In order to shed some light on the gender stereotypes hidden within the
scientific language of biology, Emily Martin pointed to major scientific
textbooks’ depiction of male and female reproductive organs as systems for the
production of eggs and sperm. Therefore, within the female cycle, menstruation
is clothed in the language of failure. The sloughing of the uterine lining is
termed “debris,” for example. On the other hand, male reproductive processes
are described in positive terms such as the “maturation” or the immense
manufacturing of sperm.
She
noted that scientific descriptions served to reinforce gender stereotypes and
in that way, functions of the egg and the sperm were misunderstood. For
example, the egg was seen as passive. It does not move, but “is transported”

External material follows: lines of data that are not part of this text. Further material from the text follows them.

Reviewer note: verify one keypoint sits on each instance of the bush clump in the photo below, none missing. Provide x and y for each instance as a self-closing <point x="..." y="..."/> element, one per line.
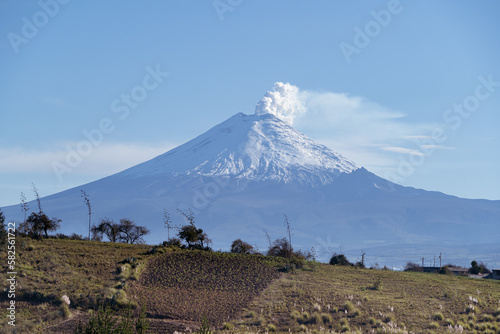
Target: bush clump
<point x="339" y="260"/>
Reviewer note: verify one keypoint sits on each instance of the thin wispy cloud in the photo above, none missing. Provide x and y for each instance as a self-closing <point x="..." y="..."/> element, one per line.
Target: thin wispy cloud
<point x="402" y="150"/>
<point x="105" y="159"/>
<point x="57" y="102"/>
<point x="372" y="135"/>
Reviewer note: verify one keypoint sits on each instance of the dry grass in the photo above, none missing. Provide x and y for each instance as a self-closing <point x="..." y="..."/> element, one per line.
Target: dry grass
<point x="414" y="302"/>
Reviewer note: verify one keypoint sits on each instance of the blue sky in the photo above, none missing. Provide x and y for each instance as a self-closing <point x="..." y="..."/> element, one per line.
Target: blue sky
<point x="390" y="105"/>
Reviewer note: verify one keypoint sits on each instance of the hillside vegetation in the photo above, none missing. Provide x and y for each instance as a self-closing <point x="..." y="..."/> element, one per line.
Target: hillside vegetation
<point x="237" y="293"/>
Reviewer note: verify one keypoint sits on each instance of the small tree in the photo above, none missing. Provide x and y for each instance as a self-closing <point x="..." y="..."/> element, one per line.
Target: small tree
<point x="89" y="207"/>
<point x="168" y="223"/>
<point x="3" y="230"/>
<point x="37" y="197"/>
<point x="280" y="248"/>
<point x="289" y="230"/>
<point x="411" y="266"/>
<point x="24" y="206"/>
<point x="339" y="259"/>
<point x="480" y="268"/>
<point x="39" y="222"/>
<point x="109" y="228"/>
<point x="194" y="237"/>
<point x="131" y="233"/>
<point x="240" y="247"/>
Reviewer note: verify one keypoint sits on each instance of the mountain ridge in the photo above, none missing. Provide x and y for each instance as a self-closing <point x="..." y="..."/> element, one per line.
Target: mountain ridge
<point x="243" y="174"/>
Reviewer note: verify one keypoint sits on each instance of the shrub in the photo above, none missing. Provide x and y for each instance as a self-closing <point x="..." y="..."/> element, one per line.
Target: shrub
<point x="497" y="312"/>
<point x="388" y="319"/>
<point x="326" y="318"/>
<point x="349" y="306"/>
<point x="488" y="318"/>
<point x="316" y="318"/>
<point x="174" y="242"/>
<point x="433" y="325"/>
<point x="339" y="259"/>
<point x="438" y="316"/>
<point x="240" y="247"/>
<point x="295" y="314"/>
<point x="3" y="230"/>
<point x="105" y="321"/>
<point x="411" y="266"/>
<point x="65" y="311"/>
<point x="445" y="270"/>
<point x="75" y="236"/>
<point x="377" y="285"/>
<point x="227" y="326"/>
<point x="304" y="318"/>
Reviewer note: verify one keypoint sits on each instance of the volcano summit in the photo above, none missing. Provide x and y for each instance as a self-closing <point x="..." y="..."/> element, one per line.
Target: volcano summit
<point x="243" y="174"/>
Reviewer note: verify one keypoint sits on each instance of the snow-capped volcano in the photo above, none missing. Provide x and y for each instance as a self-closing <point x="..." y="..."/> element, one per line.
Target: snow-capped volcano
<point x="255" y="147"/>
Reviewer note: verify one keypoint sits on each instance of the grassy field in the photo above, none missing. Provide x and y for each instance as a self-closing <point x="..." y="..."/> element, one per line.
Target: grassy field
<point x="238" y="293"/>
<point x="343" y="299"/>
<point x="87" y="272"/>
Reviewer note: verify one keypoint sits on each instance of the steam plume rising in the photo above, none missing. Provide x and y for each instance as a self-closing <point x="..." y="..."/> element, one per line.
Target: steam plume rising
<point x="283" y="102"/>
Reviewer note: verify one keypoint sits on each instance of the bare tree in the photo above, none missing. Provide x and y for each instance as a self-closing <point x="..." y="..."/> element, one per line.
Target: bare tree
<point x="168" y="223"/>
<point x="268" y="238"/>
<point x="39" y="222"/>
<point x="131" y="233"/>
<point x="87" y="202"/>
<point x="35" y="191"/>
<point x="195" y="237"/>
<point x="24" y="206"/>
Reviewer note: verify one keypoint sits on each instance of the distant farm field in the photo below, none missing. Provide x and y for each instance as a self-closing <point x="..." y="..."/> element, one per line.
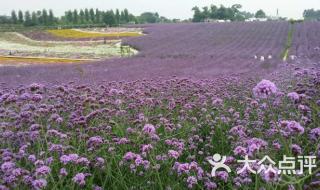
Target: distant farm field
<point x="159" y="105"/>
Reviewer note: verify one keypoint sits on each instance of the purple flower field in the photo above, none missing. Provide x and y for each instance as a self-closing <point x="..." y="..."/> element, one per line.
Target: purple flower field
<point x="156" y="120"/>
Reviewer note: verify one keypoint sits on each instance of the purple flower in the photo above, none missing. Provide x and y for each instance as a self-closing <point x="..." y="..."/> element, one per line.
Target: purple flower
<point x="173" y="154"/>
<point x="65" y="159"/>
<point x="315" y="134"/>
<point x="95" y="141"/>
<point x="43" y="170"/>
<point x="239" y="150"/>
<point x="149" y="129"/>
<point x="63" y="172"/>
<point x="291" y="127"/>
<point x="270" y="175"/>
<point x="264" y="88"/>
<point x="296" y="149"/>
<point x="146" y="148"/>
<point x="191" y="180"/>
<point x="222" y="175"/>
<point x="294" y="96"/>
<point x="39" y="183"/>
<point x="79" y="179"/>
<point x="129" y="156"/>
<point x="7" y="166"/>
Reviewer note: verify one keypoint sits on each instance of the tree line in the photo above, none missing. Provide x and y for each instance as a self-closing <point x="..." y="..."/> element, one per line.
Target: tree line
<point x="311" y="14"/>
<point x="232" y="13"/>
<point x="79" y="17"/>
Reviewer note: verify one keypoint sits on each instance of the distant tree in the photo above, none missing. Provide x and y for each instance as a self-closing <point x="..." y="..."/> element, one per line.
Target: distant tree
<point x="51" y="19"/>
<point x="87" y="15"/>
<point x="109" y="18"/>
<point x="34" y="18"/>
<point x="45" y="17"/>
<point x="92" y="15"/>
<point x="27" y="19"/>
<point x="126" y="15"/>
<point x="197" y="15"/>
<point x="117" y="16"/>
<point x="311" y="14"/>
<point x="98" y="16"/>
<point x="75" y="17"/>
<point x="122" y="17"/>
<point x="213" y="12"/>
<point x="149" y="17"/>
<point x="5" y="19"/>
<point x="82" y="16"/>
<point x="20" y="17"/>
<point x="14" y="17"/>
<point x="39" y="17"/>
<point x="260" y="14"/>
<point x="68" y="16"/>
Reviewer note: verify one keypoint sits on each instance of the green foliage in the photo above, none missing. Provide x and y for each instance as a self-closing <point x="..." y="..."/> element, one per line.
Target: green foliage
<point x="14" y="17"/>
<point x="149" y="17"/>
<point x="311" y="14"/>
<point x="232" y="13"/>
<point x="260" y="14"/>
<point x="75" y="18"/>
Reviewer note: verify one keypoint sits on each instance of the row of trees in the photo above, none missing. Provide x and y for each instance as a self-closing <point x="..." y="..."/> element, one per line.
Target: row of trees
<point x="232" y="13"/>
<point x="311" y="14"/>
<point x="79" y="17"/>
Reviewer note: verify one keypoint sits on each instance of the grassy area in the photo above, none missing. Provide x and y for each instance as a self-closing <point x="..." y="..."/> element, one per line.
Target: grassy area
<point x="71" y="33"/>
<point x="285" y="52"/>
<point x="15" y="59"/>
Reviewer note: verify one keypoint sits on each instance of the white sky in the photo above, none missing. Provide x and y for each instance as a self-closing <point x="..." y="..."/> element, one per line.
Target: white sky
<point x="169" y="8"/>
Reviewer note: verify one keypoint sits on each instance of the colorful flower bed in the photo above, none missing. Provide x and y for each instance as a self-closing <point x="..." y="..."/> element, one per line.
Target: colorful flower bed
<point x="158" y="134"/>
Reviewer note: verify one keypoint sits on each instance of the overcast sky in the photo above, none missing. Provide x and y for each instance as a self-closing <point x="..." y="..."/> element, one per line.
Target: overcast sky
<point x="169" y="8"/>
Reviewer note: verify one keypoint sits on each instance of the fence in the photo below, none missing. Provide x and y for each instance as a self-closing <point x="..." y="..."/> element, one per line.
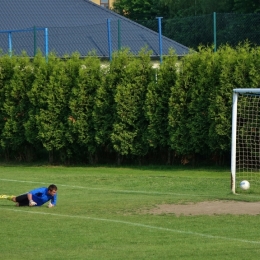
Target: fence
<point x="29" y="39"/>
<point x="111" y="35"/>
<point x="103" y="39"/>
<point x="216" y="28"/>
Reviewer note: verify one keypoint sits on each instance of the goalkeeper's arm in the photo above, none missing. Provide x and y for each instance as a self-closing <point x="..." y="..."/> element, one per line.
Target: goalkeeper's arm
<point x="31" y="202"/>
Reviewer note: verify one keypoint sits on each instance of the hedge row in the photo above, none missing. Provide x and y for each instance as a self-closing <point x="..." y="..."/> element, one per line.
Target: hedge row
<point x="79" y="110"/>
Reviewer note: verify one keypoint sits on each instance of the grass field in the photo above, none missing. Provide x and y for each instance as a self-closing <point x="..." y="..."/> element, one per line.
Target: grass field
<point x="102" y="214"/>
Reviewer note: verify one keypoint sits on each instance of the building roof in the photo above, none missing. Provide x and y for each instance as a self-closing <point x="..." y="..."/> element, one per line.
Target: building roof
<point x="74" y="25"/>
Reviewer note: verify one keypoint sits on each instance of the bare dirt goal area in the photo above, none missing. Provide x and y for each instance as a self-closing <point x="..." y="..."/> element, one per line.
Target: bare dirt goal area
<point x="209" y="208"/>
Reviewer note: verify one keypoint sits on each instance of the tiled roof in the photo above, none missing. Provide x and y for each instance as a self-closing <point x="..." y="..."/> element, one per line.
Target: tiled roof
<point x="75" y="25"/>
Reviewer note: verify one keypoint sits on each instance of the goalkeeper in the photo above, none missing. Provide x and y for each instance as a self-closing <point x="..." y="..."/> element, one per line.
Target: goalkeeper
<point x="36" y="197"/>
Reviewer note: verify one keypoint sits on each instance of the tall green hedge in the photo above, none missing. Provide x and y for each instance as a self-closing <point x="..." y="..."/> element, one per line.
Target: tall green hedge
<point x="75" y="110"/>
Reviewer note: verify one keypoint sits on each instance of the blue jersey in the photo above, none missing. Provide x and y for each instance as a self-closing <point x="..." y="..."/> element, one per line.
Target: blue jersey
<point x="41" y="196"/>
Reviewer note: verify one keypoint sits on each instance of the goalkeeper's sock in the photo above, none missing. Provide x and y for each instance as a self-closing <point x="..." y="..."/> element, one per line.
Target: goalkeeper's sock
<point x="8" y="197"/>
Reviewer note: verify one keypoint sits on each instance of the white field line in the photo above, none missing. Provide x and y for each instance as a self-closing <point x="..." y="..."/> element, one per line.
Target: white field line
<point x="110" y="190"/>
<point x="139" y="225"/>
<point x="123" y="191"/>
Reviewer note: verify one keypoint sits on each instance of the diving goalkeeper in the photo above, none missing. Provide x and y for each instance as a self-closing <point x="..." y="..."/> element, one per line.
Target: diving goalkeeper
<point x="36" y="197"/>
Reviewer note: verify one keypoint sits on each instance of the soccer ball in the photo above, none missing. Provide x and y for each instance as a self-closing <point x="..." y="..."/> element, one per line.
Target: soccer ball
<point x="244" y="185"/>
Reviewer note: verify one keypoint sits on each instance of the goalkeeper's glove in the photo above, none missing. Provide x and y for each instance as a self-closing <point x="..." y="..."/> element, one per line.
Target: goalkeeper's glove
<point x="32" y="203"/>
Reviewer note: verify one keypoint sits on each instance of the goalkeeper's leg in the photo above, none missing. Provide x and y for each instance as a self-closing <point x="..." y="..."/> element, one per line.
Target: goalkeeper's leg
<point x="8" y="197"/>
<point x="20" y="200"/>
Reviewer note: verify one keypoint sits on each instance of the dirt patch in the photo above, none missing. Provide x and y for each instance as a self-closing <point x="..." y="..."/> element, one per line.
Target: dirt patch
<point x="209" y="208"/>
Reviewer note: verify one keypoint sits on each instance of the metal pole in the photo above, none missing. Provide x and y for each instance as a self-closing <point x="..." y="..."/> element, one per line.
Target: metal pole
<point x="119" y="34"/>
<point x="160" y="36"/>
<point x="10" y="43"/>
<point x="34" y="40"/>
<point x="234" y="141"/>
<point x="215" y="30"/>
<point x="109" y="39"/>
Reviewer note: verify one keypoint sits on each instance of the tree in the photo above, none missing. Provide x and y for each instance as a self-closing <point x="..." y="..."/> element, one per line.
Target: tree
<point x="248" y="6"/>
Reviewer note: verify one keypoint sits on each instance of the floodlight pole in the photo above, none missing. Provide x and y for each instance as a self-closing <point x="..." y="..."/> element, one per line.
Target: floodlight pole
<point x="10" y="43"/>
<point x="46" y="43"/>
<point x="160" y="36"/>
<point x="109" y="39"/>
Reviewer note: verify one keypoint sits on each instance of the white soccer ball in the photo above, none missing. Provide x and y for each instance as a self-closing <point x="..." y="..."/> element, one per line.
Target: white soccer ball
<point x="244" y="185"/>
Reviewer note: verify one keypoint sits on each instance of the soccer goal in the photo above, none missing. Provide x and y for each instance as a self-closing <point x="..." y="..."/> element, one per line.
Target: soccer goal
<point x="245" y="150"/>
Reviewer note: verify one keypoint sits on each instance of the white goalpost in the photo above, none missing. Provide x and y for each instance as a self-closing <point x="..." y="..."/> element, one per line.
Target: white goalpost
<point x="245" y="149"/>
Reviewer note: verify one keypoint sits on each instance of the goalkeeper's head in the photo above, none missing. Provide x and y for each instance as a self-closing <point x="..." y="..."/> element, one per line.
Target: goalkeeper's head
<point x="52" y="189"/>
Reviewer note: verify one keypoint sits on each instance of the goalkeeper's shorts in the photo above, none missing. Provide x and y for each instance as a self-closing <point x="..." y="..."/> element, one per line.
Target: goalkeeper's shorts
<point x="22" y="200"/>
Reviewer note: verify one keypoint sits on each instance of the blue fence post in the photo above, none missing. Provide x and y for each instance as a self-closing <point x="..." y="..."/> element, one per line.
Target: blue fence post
<point x="160" y="36"/>
<point x="109" y="39"/>
<point x="215" y="31"/>
<point x="10" y="43"/>
<point x="46" y="43"/>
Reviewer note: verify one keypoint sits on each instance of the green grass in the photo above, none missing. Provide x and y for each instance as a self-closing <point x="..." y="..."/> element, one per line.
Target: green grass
<point x="100" y="215"/>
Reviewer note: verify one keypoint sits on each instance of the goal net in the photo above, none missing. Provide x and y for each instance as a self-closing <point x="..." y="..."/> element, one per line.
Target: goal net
<point x="245" y="150"/>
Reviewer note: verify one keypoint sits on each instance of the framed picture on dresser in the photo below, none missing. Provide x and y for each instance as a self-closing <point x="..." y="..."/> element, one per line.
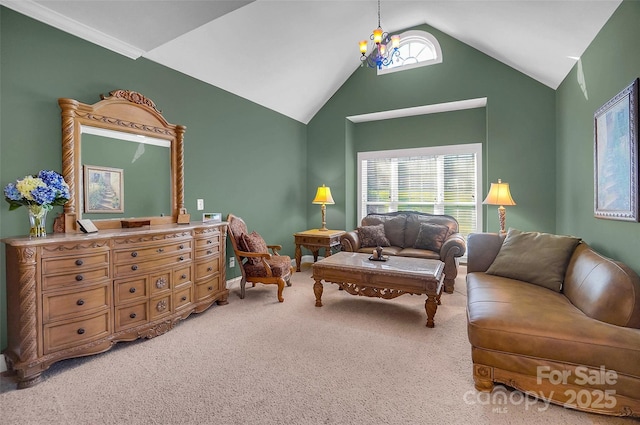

along fallopian tube. In contrast, sperm are active: they “deliver'' their
genes to the egg and, '”activate'” its developmental program. Some researchers
likened the egg’s role to that of Sleeping Beauty: a dormant bride waiting for
her lover’s magic kiss, which brings her to life. This language is in line with
the tradition started by Linnaeus and Bacon. A tradition that has as its roots
a form of misogyny.
Recently
the researchers at Johns Hopkins University concluded that the sperm and the
egg stick together because of adhesive molecules on the surfaces of each. The
egg traps the sperm and adheres to it so tightly that the sperm’s head is
forced to lie flat against the outer layer of the egg. In other words, the egg
isn’t “passive” it is proactive in the reproductive process. The trapped sperm
continues to wiggle ineffectively. If the digestive enzymes released by the
sperm start to soften the zona just at its tip the fragile sperm can get
oriented in the right direction and make it through the zona.
Yet,
even this new version of the role of the egg and the sperm helped little in
changing the narrative at the cultural level. Researchers who made the
discovery themselves continued to write papers using the same stereotypical
metaphor of sperm as the “active” party who “penetrates” the egg.
And
there you have it, how even science is confounded by language and culture.